495 years ago today the Spanish Conquistador Hernán Cortés with 11 ships and some 500 men landed in Mexico and launched one of the most audacious escapades in history: The conquering of the Aztec empire with its population numbering in the millions and dominating army of over 300,000 warriors.
Now there is not much a leader can learn from Cortés. By all accounts he was a greedy, arrogant and generally crappy human being whose very goal was theft and destruction (granted, the Aztecs were no band of angels either), but Cortés provides one very, very valuable lesson.
Cortés had good reason to be worried that not all of his 500 guys were completely committed to the idea – they may well opt to cut and run when the going got tough; so he did something incredible: He destroyed his ships. Historians quibble as to whether he actually burned them or merely sank them, but those are details. Either way he changed the game completely. By that act he took the easy way out off the table. When things got difficult, the quick and obvious solution – to skedaddle back to safety – was no longer one of the options. He and his commanders would have to dig deep and come up with creative solutions, and with going back no longer one pf their options, going forward was the only path left.
This story is worth telling because it is the answer to the question how do lean companies do it? How do they operate like SC Johnson and go close to 130 years – through the Great Depression and multiple recessions and through two World Wars - without ever laying anyone off? How do these companies stick with suppliers through thick and thin when they could save so much money by dumping them and buying from Asia? How do they stay in one community when there are better locations for logistics and labor climate?
Business leaders ask those questions seeking some accounting or logical strategy answer, but the answer is really just the Cortés strategy. They view laying people off and replacing major suppliers as the obvious and easy solutions to tough times, but solutions that would effectively kill their chances of long term success. So they take those options off the table.

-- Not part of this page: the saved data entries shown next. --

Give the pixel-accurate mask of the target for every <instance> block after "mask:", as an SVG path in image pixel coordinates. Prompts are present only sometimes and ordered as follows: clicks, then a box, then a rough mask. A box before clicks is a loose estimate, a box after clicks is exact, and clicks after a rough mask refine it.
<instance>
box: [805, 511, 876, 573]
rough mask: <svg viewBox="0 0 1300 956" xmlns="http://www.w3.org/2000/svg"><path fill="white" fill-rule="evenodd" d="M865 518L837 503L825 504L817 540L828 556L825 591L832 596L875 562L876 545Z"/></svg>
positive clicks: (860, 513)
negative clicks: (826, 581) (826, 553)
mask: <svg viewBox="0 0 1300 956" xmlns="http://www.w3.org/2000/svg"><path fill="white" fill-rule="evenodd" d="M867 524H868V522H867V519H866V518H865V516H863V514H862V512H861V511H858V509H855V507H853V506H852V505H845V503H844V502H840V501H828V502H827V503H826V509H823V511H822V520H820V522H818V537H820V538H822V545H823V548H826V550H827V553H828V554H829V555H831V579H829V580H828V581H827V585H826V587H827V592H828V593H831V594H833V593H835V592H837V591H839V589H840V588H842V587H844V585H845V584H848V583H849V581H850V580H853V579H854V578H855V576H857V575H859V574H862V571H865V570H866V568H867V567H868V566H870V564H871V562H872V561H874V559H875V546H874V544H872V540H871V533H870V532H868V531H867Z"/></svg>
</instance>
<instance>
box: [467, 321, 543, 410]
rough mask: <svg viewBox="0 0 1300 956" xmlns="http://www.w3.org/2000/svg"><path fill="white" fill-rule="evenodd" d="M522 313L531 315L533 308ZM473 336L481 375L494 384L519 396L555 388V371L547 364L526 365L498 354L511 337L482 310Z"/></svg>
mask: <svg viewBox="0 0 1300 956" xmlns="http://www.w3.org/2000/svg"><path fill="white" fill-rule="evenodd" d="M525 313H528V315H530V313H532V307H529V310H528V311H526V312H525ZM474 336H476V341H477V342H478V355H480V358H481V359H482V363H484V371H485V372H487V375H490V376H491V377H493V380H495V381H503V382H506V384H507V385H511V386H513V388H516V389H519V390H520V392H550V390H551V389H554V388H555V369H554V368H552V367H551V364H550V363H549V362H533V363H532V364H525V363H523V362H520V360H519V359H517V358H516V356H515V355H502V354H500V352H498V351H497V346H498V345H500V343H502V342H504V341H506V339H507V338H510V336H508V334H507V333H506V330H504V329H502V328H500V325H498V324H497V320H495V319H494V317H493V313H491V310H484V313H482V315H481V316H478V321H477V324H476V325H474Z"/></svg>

By very publicly proclaiming their commitment to their employees, partners and communities their leaders paint their management into a corner. When the economy turns down or some competitor puts unforeseen pressure on their sales revenues management has to dig deep into the creative well and come up with new and innovative plans and strategies. The easy solutions – the ‘follow the leader’ responses – layoffs and outsourcing – are not available to them. They have to figure it out some other way.
It is really that simple. There is no trick, no secret business scheme that Toyota or SC Johnson uses to go for decades without layoffs. They simply don’t do it. And their leaders simply don’t accept the idea that their no layoff policy means profits must suffer. They demand both: No layoffs and continuing profits, and their managers have a long track record of conjuring up ways to make that happen.
From a leader’s perspective, then, the Cortés principle is a simple test of commitment. If you want to change the culture and drive the organization to success or die trying (literally for Mr. Cortés / metaphorically for you), publicly and formally burn your ships and take the destructive, easy solutions off the table and demand that you and your managers do the hard work of thinking creatively for better solutions.